Um dos grandes pontos polêmicos do projeto de lei do licenciamento ambiental é relacionado à Convenção nº 169 da Organização Internacional do Trabalho sobre Povos Indígenas e Tribais, que estabelece a consulta prévia a essas comunidades. A lei busca restringir a escuta a tribos indígenas em terras homologadas e a comunidades quilombolas em territórios titulados, o que pode diminuir o escopo de consulta. 

A divergência reside na interpretação da lei e suas consequências. A inércia do poder público em demarcar territórios, por exemplo, não justifica a não consulta, segundo o Supremo Tribunal Federal (STF). A tentativa de restringir a escuta pode gerar uma enxurrada de judicializações por parte do Ministério Público Federal e de ONGs, que podem alegar falhas e omissões do poder público, travando os projetos.

Desafios e caminhos

A falta de estrutura dos órgãos públicos é um problema recorrente. Um representante do governo federal presente ao encontro afirma que, no Incra, por exemplo, apenas duas pessoas são responsáveis pela área de licenciamento.

A qualidade de muitos estudos ambientais apresentados por consultorias também é um ponto a ser aprimorado. Um executivo do setor de irrigação destaca que, em seu setor, muitos técnicos de órgãos ambientais não têm experiência de campo. Um representante do Ibama critica a mentalidade "fiscalizatória" do órgão, sugerindo que o licenciamento deveria ser conduzido por uma autarquia separada, com uma cultura mais orientada para a viabilização de projetos.

A colaboração do setor privado é vista como fundamental. O Ibama, por exemplo, realizou uma parceria com a Confederação Nacional da Indústria (CNI) para capacitar técnicos, modernizar sistemas e melhorar procedimentos. A Cetesb tem uma parceria com a Petrobras para o desenvolvimento de uma "sala de cenários", um sistema que centraliza dados ambientais e pode auxiliar na análise de projetos e riscos envolvidos. Mais iniciativas como essas precisam surgir. 

Um executivo alerta que a nova lei de licenciamento ambiental pode gerar "soluços" nos primeiros anos devido à falta de estrutura dos órgãos. 
A pré-definição de estudos ambientais em lei é vista como um ponto de divergência: enquanto o setor produtivo demanda mais previsibilidade, especialistas argumentam que a heterogeneidade do Brasil exige uma análise técnica caso a caso, em vez de uma regra federal rígida. O tempo de análise, mesmo em um estado como São Paulo, pode ser de um ano para projetos de grande impacto, enquanto a indústria, com processos mais simples, é licenciada em meses.

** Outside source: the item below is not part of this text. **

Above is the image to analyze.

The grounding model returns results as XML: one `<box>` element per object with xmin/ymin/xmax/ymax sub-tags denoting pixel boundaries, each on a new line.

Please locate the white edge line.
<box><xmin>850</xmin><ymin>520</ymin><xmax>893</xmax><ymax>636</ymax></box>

Os executivos presentes na mesa-redonda concordam que a nova lei do licenciamento ambiental representa uma tentativa e uma oportunidade de melhorar o cenário, mas também há um forte consenso de que ela não resolve completamente os problemas de insegurança jurídica, atrasos e judicializações.

Situação atual e próximos passos

Após mais de duas décadas travada no Congresso, a nova lei do licenciamento ambiental foi aprovada e encaminhada para sanção presidencial. No dia 8 de agosto, o governo federal vetou 63 trechos do texto. Segundo o Planalto, as decisões seguem quatro diretrizes principais:

1. Garantir a integridade do processo de licenciamento, que proteja o meio ambiente e promova o desenvolvimento sustentável;
2. Assegurar os direitos de povos indígenas e comunidades quilombolas;
3. Dar segurança jurídica a empreendimentos e investidores;
4. Incorporar inovações que tornem o licenciamento mais ágil, sem comprometer sua qualidade.

Agora, o governo federal enviará ao Congresso um novo projeto de lei com urgência constitucional propondo redação ajustada nos trechos vetados. 

Também foi assinada uma medida provisória que confere eficácia imediata à Licença Ambiental Especial (LAE), um procedimento célere para atividades e empreendimentos considerados estratégicos pelo Conselho de Governo. Além disso, a MP assegura pessoal dedicado para trabalhar nesses empreendimentos com prioridade sobre os demais. 

A LAE foi criada pelo PL do Licenciamento, mas só entraria em vigor em seis meses. A MP assegura que esse instrumento possa ser aplicado imediatamente.